In de geschiedenis van het christendom kennen wij genoeg voorbeelden van mensen die deze keuze tot het einde volgehouden hebben. Denken we maar aan Maximiliaan Kolbe, Titus Brandsma, Dietrich Bonhoeffer, aan onze medebroeder Aelredus Drost, aan Martin Luther King, Oscar Romero en onze broeders vsn Tibhirine, Maar die graankorrel mogen we evengoed herkennen in Aleksej Navalny en andere moedige aanklagers van onrecht en corruptie die daarvoor de rekening betalen.
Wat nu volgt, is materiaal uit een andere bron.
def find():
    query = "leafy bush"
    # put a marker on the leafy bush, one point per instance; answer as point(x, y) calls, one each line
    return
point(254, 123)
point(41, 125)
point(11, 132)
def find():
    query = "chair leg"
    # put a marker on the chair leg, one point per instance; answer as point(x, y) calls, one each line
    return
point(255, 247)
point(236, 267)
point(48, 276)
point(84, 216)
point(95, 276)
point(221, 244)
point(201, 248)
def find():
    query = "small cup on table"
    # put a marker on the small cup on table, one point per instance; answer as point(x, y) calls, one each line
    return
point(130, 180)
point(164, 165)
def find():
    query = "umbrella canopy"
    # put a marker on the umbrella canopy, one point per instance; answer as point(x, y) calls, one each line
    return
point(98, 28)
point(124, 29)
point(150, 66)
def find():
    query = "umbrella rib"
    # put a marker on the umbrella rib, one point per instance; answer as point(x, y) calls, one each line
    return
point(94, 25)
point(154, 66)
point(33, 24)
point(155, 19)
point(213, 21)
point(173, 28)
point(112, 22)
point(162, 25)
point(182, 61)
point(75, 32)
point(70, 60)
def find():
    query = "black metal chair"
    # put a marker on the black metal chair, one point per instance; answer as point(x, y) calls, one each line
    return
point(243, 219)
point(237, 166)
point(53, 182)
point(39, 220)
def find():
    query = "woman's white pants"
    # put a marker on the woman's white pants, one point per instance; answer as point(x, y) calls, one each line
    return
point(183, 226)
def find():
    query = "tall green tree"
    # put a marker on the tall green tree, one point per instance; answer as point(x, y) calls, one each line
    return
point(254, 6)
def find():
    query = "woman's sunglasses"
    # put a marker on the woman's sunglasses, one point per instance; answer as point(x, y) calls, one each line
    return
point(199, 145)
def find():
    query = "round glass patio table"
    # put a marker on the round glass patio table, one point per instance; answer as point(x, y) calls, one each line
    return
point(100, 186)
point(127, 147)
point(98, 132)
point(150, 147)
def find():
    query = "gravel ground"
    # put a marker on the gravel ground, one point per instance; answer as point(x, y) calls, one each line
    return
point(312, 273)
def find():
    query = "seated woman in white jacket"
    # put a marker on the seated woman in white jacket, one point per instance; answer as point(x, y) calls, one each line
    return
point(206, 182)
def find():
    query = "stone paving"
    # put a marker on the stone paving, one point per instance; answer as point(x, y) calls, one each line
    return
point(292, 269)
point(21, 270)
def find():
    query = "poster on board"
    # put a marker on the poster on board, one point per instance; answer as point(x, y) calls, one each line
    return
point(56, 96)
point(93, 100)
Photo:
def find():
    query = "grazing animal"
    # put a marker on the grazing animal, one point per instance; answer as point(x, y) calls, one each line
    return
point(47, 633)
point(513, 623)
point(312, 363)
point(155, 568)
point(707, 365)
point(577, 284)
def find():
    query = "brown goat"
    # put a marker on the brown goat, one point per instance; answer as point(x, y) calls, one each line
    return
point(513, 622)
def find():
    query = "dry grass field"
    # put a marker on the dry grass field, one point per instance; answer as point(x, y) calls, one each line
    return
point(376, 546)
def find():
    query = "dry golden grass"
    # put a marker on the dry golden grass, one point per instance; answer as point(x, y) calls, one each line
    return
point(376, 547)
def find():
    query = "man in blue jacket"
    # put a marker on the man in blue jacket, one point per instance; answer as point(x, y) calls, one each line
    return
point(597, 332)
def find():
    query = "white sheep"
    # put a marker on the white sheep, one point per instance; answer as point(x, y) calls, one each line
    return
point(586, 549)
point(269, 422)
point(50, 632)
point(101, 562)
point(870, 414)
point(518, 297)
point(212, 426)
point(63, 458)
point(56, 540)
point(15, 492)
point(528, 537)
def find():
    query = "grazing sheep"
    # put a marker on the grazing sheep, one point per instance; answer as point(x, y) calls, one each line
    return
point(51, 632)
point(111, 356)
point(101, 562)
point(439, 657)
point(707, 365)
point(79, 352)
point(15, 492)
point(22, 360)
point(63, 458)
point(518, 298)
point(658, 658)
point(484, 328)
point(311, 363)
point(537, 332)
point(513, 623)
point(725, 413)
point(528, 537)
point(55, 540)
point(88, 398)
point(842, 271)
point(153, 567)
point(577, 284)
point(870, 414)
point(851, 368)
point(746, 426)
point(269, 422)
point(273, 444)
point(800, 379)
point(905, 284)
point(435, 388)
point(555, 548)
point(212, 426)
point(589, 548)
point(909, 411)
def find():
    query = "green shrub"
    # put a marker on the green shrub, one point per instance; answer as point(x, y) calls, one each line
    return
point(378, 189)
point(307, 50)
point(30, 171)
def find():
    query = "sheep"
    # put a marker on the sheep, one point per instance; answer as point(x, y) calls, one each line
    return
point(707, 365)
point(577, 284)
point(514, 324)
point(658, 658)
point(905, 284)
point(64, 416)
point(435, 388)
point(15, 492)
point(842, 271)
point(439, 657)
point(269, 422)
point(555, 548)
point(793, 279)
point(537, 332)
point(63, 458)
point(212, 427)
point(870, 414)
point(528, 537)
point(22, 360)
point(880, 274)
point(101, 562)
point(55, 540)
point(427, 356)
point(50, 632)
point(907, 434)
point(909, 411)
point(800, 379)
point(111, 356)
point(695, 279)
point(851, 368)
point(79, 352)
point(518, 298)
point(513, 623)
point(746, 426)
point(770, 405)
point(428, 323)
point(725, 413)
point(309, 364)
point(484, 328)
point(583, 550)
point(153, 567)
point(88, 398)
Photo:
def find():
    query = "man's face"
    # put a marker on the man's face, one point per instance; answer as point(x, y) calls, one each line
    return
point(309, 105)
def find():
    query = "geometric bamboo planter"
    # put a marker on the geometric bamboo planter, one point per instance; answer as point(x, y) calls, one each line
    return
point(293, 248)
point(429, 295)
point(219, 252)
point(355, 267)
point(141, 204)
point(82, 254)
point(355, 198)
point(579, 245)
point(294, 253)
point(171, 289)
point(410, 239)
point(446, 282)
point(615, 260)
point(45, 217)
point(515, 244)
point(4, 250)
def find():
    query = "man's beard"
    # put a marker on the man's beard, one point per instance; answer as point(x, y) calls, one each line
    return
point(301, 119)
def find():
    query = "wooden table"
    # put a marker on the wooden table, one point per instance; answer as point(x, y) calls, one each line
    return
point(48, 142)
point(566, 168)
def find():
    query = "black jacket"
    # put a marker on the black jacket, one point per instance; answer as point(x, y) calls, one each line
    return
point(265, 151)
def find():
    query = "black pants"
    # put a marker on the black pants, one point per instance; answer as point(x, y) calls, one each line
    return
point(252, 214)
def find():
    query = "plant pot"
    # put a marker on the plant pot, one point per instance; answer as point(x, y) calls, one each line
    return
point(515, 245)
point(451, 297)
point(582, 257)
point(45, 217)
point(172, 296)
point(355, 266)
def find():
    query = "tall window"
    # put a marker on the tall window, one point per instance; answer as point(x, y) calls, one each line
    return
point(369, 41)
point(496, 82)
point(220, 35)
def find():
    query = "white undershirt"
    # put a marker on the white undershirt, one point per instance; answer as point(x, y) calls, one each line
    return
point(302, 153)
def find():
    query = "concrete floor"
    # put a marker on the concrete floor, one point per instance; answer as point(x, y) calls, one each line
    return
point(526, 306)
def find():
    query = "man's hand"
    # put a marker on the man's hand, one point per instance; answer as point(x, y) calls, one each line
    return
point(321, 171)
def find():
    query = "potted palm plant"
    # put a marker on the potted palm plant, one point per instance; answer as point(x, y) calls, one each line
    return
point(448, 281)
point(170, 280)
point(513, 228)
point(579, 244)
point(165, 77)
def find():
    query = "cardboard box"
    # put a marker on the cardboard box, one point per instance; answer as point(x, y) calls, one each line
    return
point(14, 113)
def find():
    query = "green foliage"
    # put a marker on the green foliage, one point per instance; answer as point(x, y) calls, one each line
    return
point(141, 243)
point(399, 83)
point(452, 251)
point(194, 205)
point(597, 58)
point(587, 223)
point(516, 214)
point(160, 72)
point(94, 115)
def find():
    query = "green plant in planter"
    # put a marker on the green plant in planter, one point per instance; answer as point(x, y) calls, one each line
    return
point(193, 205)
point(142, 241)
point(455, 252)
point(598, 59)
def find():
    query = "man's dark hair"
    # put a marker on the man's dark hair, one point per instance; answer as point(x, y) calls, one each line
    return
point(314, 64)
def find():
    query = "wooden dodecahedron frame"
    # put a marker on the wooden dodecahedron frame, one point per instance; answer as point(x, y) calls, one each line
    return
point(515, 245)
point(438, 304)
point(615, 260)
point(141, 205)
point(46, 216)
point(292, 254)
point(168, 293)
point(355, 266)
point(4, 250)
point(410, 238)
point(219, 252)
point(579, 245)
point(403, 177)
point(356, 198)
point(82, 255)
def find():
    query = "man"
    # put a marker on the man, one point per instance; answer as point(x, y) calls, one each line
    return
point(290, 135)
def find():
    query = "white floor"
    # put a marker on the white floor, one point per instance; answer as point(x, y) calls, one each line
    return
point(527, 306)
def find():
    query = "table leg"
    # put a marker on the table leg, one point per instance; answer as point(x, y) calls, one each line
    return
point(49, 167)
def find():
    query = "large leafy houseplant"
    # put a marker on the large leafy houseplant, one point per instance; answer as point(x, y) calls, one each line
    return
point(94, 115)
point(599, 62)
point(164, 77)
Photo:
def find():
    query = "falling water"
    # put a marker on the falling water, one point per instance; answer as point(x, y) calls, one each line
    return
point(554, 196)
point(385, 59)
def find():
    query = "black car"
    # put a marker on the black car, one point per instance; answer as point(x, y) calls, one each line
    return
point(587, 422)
Of – en niet het minst – in alle naamloze verplegenden die alle risico’s erbij nemen bij het verzorgen van oude of zieke mensen. Dat is - zegt het Boek der Openbaring – “een menigte Die niemand tellen kan” (Apk 7, 9-10). In al die mensen komt Gods heerlijkheid aan het licht. Golgotha is daarmee de plaats waar een mens in kleine daden van goedheid aan zichzelf sterft opdat een ander kan leven, Tot al die mensen zegt Jezus vandaag: “Ik zal buitengeworpen worden, en neerdalen tot in de diepste dood en Ik zal jullie allen tot Mij trekken.”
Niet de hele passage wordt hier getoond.